By Dateline Philippines
MANILA, Philippines – A re-electionist town mayor in Davao del Sur allegedly threatened to have a correspondent of the Philippine Daily Inquirer killed after the elections, the National Union of Journalists of the Philippines (NUJP) reported Monday.
According to the NUJP, Orlando Dinoy reported that Bansalan Mayor Edwin Reyes said he would “have somebody kill (you) after elections” when they chanced on each other at the town’s central warehouse around 5 p.m.
“If I did not pursue my plan to kill you before, now wait after the election and I will let somebody kill you,” Dinoy quoted the mayor as saying.
He said the mayor, who is running under the Nacionalista Party, apparently got irked on seeing him covering the campaign caravan of Vice Mayor Melchor Arches, who is running against Reyes under the Nationalist People’s Coalition.
Dinoy said Reyes also blamed him for being the source of alleged black propaganda being used in his rival’s campaign materials.
The NUJP has reported an increasing incidence in harassment and attacks on media practitioners covering the campaign and the elections since last week.

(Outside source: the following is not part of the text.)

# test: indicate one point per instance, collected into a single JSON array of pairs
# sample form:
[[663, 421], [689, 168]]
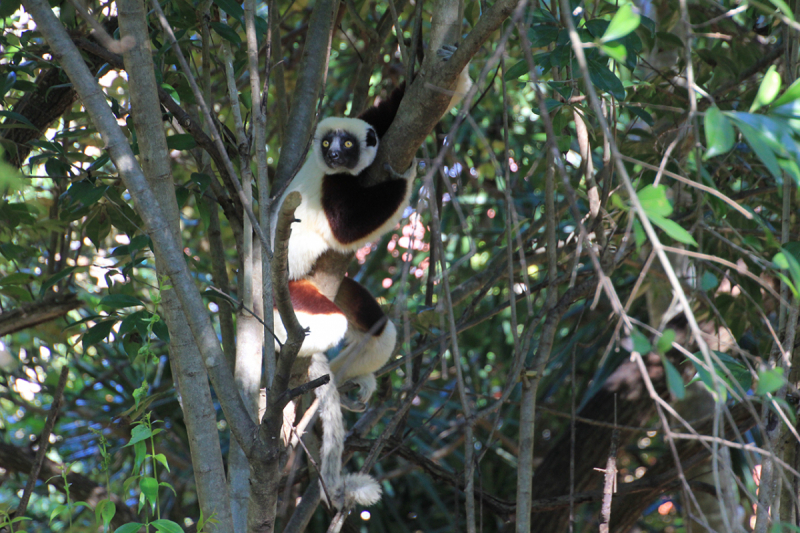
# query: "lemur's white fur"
[[323, 332], [365, 353], [312, 236], [347, 488]]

The worst so far has been disappearance of a radio stringer and the alleged mauling of a father and son television team, all from Cagayan de Oro, in Camiguin Island on Sunday.
Rolando Gono went missing after he texted his partner Rene Abris, volunteer reporter of Hot FM in Cagayan de Oro, minutes after he asked permission to go home ahead because a child had gotten sick.
Abris said this was after he had filed a report on the mauling of Herbert Hugo Dumaguing and his son Hubert, allegedly by Camiguin Governor Jurdin Jesus “JJ” Romualdo and his followers, after the two, of cable channel TV 13, chanced upon alleged vote buying in a village in Catarman town.